Tindakan pengendalian infeksi BCMV dapat dilakukan dengan menggunakan beberapa ekstrak tanaman. Kejadian penyakit BCMV strain Blackeye cowpea mosaic (BCMV-BlC) pada tanaman buncis berkurang sebesar 7% pada kondisi rumah kaca dan 40% pada kondisi lapangan dengan perlakuan benih menggunakan ekstrak Boerhaavia diffusa. Aplikasi semprot ekstrak B. diffusa dan Bougainvillea spectabilis dapat mengurangi kejadian penyakit 13% dan 12% pada kondisi rumah kaca sedangkan B. diffusa dan Clerodendrum inerme mengurangi kejadian penyakit sampai dengan 31% dan 32% pada kondisi lapangan (Prasad et al. 2007). BCMV dilaporkan dapat ditekan dengan menggunakan ekstrak bunga Clerodendrum japonicum (bunga pagoda), Chenopodium amaranticolor, Mirabilis jalapa (bunga pukul empat) dan Andrographis paniculata (sambiloto). Ekstrak bunga pagoda dan ekstrak bunga

pukul empat mampu menghambat infeksi virus hingga 90% (Kurnianingsih 2010). Penyemprotan kitosan pada daun mampu menghambat BCMV dan menekan kejadian penyakit masing-masing sebesar 84.8% dan 62.1% (Haryanto 2010).
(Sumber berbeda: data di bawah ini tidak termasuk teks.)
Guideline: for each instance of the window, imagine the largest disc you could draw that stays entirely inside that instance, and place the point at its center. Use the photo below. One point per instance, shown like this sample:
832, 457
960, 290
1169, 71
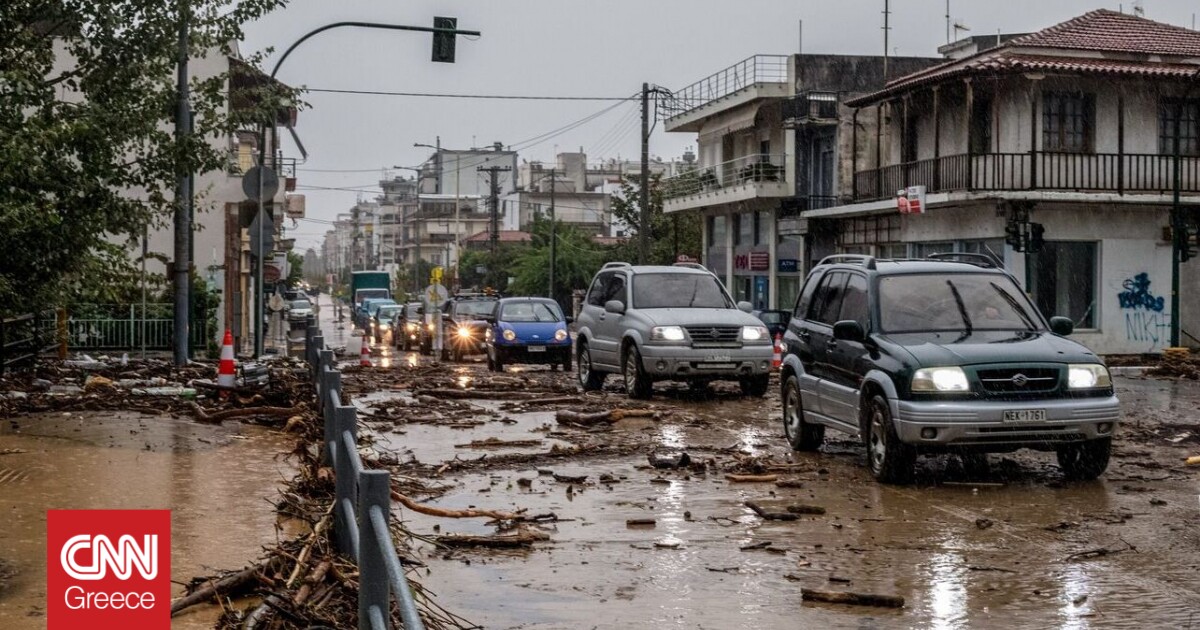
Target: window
853, 304
1063, 275
595, 294
1188, 129
1068, 121
827, 306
Enzyme Linked Immunosorbent Assays (ELISA)

Enzyme linked immunosorbent assay (ELISA) merupakan salah satu teknik deteksi serologi yang saat ini banyak digunakan untuk mendeteksi virus dan patogen tanaman lainnya (Agrios 2005). Prinsip dari teknik ini adalah terbentuknya kompleks antigen-antibodi yang teradsorpsi ke sumur plat mikrotiter yang terbuat dari bahan polistirena (Djikstra dan De Jager 1998).
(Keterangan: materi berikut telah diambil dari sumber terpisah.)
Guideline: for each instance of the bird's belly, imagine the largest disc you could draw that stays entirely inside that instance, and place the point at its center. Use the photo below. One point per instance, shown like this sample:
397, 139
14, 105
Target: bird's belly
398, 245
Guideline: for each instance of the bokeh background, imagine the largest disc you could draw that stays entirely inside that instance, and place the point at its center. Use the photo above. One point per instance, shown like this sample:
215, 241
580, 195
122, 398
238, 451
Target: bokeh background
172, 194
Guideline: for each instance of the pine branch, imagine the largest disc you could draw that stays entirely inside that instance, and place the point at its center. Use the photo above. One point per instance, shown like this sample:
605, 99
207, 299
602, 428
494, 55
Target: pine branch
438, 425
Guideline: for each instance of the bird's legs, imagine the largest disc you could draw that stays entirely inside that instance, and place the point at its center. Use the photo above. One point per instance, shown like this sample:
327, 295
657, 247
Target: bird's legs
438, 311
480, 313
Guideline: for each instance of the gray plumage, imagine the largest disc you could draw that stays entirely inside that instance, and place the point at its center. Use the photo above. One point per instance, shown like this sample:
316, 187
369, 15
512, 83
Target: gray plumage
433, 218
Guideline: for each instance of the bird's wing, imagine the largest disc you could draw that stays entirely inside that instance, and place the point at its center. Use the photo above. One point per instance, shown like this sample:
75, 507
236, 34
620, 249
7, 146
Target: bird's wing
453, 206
Pada umumnya ELISA dapat dibagi menjadi 2 yaitu direct double antibody sandwich ELISA (DAS-ELISA) dan indirect ELISA (I-ELISA). Perbedaan utama DAS ELISA dan I-ELISA terletak pada urutan peletakan antigen (sampel virus). Pada metode DAS-ELISA, antigen diletakkan setelah antibodi primer. Antibodi sekunder diletakkan setelah antigen. DAS-ELISA memerlukan antibodi sekunder yang spesifik untuk antigen yang dideteksi. Pada metode I-ELISA, antigen diletakkan terlebih dahulu kemudian antibodi primer. Antibodi sekunder diletakkan setelah antibodi primer. Hasil deteksi dikatakan positif apabila terjadi perubahan warna menjadi kuning pada sumuran plat mikrotiter setelah pemberian enzim substrat. DAS-ELISA sangat dianjurkan untuk deteksi virus skala besar, namun penggunaannya dalam program indexing memiliki masalah karena spesifikasinya yang tinggi. Oleh karena itu dianjurkan menggunakan I-ELISA karena hubungan serologi antara virus lebih stabil (Djikstra dan De Jager 1998).
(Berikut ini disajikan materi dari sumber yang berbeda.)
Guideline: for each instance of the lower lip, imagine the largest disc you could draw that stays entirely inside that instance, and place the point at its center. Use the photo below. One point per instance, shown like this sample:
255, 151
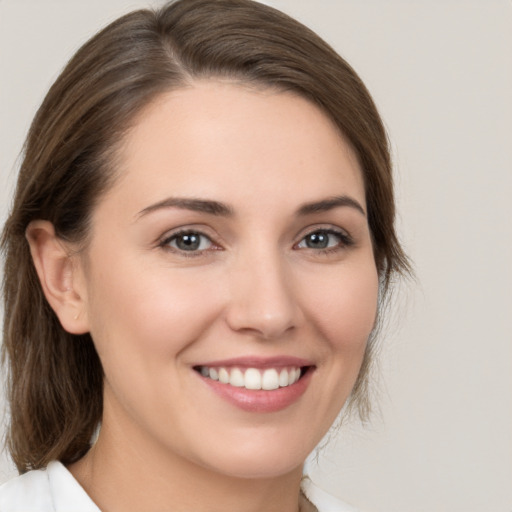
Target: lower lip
261, 400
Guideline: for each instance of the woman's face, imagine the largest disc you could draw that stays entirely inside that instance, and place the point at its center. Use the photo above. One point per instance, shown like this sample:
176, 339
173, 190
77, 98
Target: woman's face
233, 246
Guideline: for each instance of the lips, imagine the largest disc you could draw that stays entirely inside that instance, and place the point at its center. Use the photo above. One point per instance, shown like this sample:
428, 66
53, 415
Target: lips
267, 379
258, 385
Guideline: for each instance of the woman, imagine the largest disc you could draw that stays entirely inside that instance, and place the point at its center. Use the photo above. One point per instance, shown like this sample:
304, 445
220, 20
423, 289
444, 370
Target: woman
202, 233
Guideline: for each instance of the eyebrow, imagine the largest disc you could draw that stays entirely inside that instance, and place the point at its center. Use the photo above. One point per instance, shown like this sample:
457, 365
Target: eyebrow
223, 210
196, 205
329, 204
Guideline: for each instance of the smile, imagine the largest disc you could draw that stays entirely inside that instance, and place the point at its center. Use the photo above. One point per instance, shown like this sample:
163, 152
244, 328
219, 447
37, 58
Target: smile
267, 379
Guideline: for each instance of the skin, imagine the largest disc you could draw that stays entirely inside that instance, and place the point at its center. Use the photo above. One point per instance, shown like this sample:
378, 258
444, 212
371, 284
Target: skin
254, 288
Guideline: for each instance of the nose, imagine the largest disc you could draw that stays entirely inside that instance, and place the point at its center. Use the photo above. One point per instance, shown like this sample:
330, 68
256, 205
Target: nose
263, 301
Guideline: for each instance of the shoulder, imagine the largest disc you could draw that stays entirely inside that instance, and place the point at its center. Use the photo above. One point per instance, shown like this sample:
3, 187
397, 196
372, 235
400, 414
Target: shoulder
28, 492
322, 500
53, 489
Menurut Djikstra dan De Jager (1998), terdapat beberapa keunggulan deteksi serologi dengan ELISA untuk virus tumbuhan di antaranya virus dapat terdeteksi walaupun dalam konsentrasi yang rendah (1-10 ng/ml), antibodi yang digunakan sangat sedikit, metode ini dapat digunakan untuk deteksi virus dalam skala besar, dan hasil deteksi dapat diukur secara kuantitatif.